Develop formal ways for coaches to know each player
Plenty of data demonstrates the positive effects of developing relationships between teachers and students in school settings. However, youth sports programming rarely includes this type of explicit, foundational work. In order to develop authentic relationships during this time, coaches must go beyond providing virtual training routines and schedules. With social isolation and uncertainty related to sports and school, young athletes are yearning for connection to caring adults. Beyond the obvious zoom meetings, email, text, and phone calls are alternate ways to connect with individual athletes or with entire teams.

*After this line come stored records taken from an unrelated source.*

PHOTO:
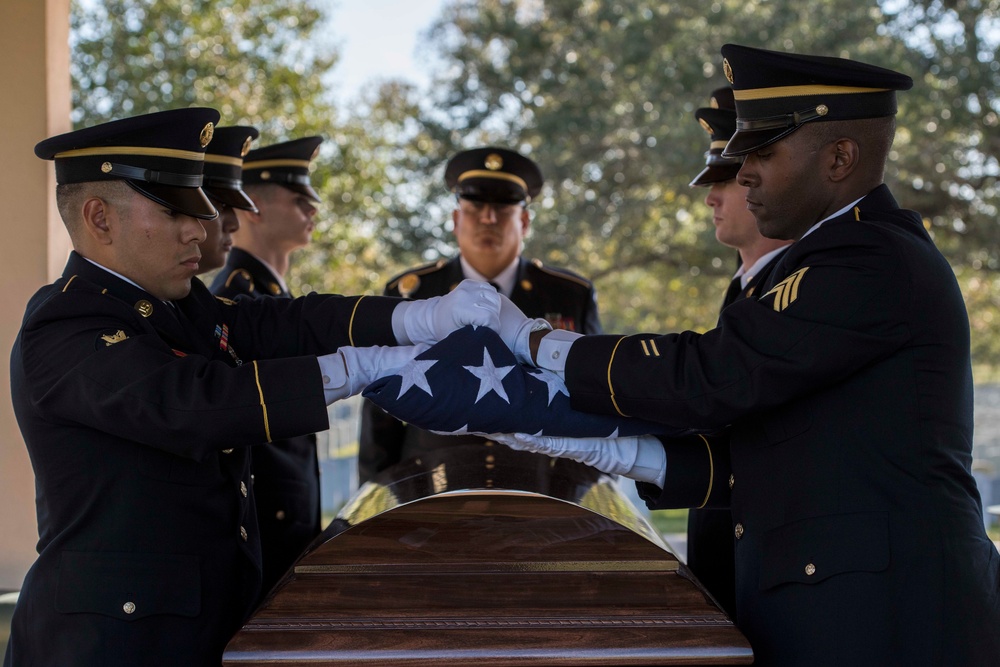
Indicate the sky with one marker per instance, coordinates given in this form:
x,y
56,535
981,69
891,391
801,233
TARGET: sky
x,y
377,40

To start these virtual discussions, coaches may ask: What are your personal goals? What drives you to make a commitment to this sport? What other interests do you have? What personal traits do you bring to this sport that will be of benefit to your teammates? Or, what has been easy during this time at home? What is hard for you? These small catch-ups will help coaches get to know each player on a deeper level. Reversely, coaches need to give examples of their own experiences, as appropriate. Sharing hopes, dreams, failures and struggles related to sports (and real life) experiences will allow coaches to demonstrate vulnerability and will enable athletes and coaches to build both trust and respect for one another.

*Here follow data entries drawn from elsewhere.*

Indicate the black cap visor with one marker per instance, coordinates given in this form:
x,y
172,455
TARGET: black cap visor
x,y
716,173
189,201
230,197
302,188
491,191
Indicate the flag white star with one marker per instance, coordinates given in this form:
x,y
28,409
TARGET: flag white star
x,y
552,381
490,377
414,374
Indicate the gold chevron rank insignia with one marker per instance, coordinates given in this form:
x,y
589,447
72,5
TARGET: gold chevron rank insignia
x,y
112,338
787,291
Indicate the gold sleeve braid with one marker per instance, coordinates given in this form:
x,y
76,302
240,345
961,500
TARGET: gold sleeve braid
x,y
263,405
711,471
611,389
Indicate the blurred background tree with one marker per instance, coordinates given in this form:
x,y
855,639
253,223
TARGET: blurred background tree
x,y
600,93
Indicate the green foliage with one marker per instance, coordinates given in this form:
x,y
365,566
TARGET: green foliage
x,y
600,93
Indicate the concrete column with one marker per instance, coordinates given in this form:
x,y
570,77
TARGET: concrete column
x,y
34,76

Honor open, honest communication
Too often, the relationship between coaches and parents can become strained and impede a young athlete’s positive experience. Coaches may view parents who speak up about their children’s experiences as overbearing and even aggressive. Similarly, parents may view coaches as too tough on athletes, inequitable in terms of play time, or out of touch with their child’s athletic needs. Parents and caregivers can play a key role during this period. However, without providing opportunities for genuine conversations, assumptions and misinterpretations can, at times, take over. Communication can take the form of online surveys, email correspondence or phone and video calls. Whatever the vehicle, the message should be clear – let’s create a partnership. Discussions can flesh out deeper knowledge around questions such as: What are your hopes and aspirations for your child? What are some ways to inspire motivation in your child? Or, as my child’s coach, what social skills do you view as essential to athletic improvement? Especially in environments where the coach and parent rarely interact, this can be a difficult task. Communication that is both ongoing and valued keeps all stakeholders engaged and enables everyone to support the athletic and social-emotional growth of each player.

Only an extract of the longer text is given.